19.1   All references to monies hereunder will be in Canadian funds except where otherwise designated. All payments to be made to any party hereunder will be mailed or delivered to such party at its address for notice purposes as provided herein, or for the account of such party at such bank or banks in Canada as such party may designate from time to time by written notice. Said bank or banks will be deemed the agent of the designating party for the purpose of receiving and collecting such payment.

20.    ENUREMENT

20.1   Subject to Section 13, this Agreement will ensure to the benefit of and be binding upon the parties hereto and their respective successors and permitted assigns.

21.    TERMS

21.1   The terms and provisions of this Agreement shall be interpreted in  accordance with the laws of British Columbia.

22.    FORCE MAJEURE

22.1   No party will be liable for its failure to perform any of its obligations under this Agreement due to a cause beyond its control (except those caused by its own lack of funds) including, but not limited to acts of God, fire, flood, explosion, strikes, lockouts or other industrial disturbances, laws, rules and regulations or orders of any duly constituted governmental authority or non- availability of materials or transportation (each an "Intervening Event").

22.2   All time limits imposed by this Agreement, other than those imposed by Section 5, will be extended by a period equivalent to the period of delay resulting from an Intervening Event described in Subsection 23.1.
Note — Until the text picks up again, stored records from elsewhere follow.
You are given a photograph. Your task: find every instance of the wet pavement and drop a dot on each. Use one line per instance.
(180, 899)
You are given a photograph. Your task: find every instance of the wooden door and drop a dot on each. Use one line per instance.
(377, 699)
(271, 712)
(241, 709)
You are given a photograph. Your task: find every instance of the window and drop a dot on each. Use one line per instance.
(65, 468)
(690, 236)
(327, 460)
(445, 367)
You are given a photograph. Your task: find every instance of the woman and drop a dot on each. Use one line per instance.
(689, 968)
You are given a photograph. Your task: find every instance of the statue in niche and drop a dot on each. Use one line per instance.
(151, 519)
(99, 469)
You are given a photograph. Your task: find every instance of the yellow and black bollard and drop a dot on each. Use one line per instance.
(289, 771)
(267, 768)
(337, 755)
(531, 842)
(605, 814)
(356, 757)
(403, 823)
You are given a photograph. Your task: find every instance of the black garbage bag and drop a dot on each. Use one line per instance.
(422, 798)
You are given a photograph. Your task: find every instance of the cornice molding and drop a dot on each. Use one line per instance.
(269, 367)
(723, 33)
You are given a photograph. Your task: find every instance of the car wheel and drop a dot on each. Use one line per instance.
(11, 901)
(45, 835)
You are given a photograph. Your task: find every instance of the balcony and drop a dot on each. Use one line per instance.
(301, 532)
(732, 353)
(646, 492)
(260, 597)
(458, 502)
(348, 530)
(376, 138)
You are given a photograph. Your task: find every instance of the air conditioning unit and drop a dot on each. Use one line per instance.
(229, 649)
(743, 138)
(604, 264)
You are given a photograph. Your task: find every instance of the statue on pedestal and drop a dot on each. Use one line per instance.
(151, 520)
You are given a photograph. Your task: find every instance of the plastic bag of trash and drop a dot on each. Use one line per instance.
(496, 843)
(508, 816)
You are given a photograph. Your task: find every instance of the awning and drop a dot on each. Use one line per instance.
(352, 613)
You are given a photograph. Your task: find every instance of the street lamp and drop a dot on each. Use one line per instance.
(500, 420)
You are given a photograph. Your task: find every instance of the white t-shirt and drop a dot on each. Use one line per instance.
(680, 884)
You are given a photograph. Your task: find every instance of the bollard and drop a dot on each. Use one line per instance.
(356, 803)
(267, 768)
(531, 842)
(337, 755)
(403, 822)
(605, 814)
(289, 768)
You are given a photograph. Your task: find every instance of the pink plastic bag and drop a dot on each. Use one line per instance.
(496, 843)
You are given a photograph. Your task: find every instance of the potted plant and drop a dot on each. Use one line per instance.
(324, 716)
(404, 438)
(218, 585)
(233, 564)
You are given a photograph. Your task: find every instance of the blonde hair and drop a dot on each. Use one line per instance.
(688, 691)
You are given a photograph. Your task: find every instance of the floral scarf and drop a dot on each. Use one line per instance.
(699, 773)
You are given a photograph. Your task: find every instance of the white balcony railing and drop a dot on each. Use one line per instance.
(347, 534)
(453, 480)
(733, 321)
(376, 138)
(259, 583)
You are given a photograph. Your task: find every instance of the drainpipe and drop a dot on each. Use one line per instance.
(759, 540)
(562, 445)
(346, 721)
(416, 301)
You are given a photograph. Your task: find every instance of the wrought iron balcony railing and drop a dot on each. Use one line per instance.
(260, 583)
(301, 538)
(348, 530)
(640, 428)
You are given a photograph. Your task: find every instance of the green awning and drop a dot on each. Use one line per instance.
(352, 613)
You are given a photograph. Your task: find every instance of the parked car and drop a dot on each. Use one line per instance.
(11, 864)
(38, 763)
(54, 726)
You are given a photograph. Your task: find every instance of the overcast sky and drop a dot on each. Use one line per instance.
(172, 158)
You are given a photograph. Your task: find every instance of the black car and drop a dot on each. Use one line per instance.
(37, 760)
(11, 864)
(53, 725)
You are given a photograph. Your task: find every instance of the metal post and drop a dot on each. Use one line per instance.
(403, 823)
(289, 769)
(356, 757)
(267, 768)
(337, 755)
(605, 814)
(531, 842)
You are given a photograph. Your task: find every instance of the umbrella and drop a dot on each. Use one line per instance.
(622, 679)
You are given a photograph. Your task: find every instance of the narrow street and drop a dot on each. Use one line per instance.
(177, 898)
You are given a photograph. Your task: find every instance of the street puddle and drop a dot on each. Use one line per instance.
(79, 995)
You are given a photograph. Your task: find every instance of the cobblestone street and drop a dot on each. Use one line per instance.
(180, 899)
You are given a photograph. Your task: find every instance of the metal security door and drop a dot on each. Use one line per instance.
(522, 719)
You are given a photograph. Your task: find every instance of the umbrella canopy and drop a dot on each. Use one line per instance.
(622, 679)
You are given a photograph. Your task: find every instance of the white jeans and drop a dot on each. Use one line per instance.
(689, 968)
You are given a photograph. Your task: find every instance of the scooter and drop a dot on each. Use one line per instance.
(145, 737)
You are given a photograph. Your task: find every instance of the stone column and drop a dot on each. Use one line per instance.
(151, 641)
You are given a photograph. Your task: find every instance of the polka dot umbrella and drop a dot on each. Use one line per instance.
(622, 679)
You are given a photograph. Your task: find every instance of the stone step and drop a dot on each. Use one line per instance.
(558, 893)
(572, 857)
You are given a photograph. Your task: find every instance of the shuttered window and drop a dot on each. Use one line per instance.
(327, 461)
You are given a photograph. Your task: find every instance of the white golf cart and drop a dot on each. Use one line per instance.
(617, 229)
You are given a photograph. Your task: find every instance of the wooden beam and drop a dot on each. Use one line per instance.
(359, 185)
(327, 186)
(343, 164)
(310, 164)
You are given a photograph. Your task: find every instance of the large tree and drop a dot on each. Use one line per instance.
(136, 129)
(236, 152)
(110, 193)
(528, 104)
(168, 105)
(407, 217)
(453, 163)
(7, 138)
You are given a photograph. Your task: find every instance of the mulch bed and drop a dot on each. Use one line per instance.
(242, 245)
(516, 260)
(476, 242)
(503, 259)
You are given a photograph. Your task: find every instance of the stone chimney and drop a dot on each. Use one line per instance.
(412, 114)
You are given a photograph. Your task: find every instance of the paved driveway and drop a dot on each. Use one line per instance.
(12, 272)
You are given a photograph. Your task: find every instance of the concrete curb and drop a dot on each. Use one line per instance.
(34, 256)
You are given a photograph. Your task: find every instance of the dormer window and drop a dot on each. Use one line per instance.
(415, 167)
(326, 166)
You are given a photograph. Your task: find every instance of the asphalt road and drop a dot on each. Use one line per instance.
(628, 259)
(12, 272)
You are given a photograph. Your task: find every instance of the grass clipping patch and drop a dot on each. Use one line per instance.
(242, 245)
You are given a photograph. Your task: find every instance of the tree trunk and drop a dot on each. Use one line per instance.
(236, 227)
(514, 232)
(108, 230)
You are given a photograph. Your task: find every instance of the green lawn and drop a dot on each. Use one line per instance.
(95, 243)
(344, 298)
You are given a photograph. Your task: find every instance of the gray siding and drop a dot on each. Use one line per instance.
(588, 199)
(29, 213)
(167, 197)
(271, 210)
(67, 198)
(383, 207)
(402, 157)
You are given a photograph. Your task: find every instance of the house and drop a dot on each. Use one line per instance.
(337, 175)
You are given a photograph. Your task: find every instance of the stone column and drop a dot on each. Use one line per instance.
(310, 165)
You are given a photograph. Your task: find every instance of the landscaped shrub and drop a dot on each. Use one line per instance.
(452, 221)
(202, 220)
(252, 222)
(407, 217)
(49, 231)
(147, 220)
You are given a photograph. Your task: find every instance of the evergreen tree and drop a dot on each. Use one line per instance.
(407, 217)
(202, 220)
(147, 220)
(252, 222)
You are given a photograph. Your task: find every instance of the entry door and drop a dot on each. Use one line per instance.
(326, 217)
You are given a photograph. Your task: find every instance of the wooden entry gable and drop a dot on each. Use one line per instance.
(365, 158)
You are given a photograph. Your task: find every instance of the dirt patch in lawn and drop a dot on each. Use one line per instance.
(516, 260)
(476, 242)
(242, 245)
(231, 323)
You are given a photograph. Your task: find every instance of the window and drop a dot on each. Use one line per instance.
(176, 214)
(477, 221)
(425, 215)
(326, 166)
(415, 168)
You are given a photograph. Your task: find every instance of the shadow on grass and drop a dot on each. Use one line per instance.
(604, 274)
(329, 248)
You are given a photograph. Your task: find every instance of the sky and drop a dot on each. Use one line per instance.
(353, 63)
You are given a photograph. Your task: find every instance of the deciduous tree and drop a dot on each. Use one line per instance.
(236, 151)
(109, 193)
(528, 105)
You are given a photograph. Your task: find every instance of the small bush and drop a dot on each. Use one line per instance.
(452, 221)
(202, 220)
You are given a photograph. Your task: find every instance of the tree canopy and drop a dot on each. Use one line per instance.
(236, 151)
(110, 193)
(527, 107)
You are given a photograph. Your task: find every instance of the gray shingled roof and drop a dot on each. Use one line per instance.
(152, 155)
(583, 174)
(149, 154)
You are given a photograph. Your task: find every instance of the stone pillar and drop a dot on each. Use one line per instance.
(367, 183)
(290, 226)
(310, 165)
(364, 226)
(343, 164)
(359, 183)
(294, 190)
22.3   A party relying on the provisions of Subsection 23.1 will take all reasonable steps to eliminate an Intervening Event and, if possible, will perform its obligations under this Agreement as far as practical, but nothing herein will require such party to settle or adjust any labor dispute or to question or to test the validity of any law, rule, regulation or order of any duly constituted governmental authority or to complete its obligations under this Agreement if an Intervening Event renders completion impossible.

23.    ENTIRE AGREEMENT

23.1   This Agreement constitutes the entire agreement between the parties and replaces and supersedes all prior agreements, memoranda, correspondence, communications, negotiations and representations, whether verbal or written, express or implied, statutory or otherwise between the parties with respect to the subject matter herein.

24.    TIME OF ESSENCE

24.1   Time will be of the essence in this Agreement.

25.    ENFORCEMENT OF AGREEMENT

25.1   The covenants, promises, terms and conditions contained herein will be binding upon the parties jointly and severally and may be enforced by each as against each other inter se.

 
 


 

IN WITNESS WHEREOF the parties hereto have executed this Agreement as of the day and year first above written.


Danial Wessels


         /s/ Danial Wessels
             ___________________________________________________________________

         By:
         /s/ Ron McIntyre
             ___________________________________________________________________

             Signature of Witness
             Ron McIntyre
             ___________________________________________________________________

             Printed Name of Witness



Revival Resources, Inc.

         /s/ Caroline Swart
             ___________________________________________________________________
         Per:
             by its Authorized Signatory: Caroline Swart, President


 
 

 

SCHEDULE A

This is SCHEDULE "A" to an Agreement made as of the 27th day of April, 2010 between VENDOR and Revival Resources, Inc.

Tenure Number: ___________, Claims Pretty Girl 4.

These claims are located approximately 18 kilometers due west of Invermere, BC Canada. The claims occupy a large spur between Law Creek to the north and Bruce Creek to the south. The property lies within NTS mapsheet 82K/8 and 82K/9 at latitude 50(degree) 31'north, longitude 116(degree) 18'west.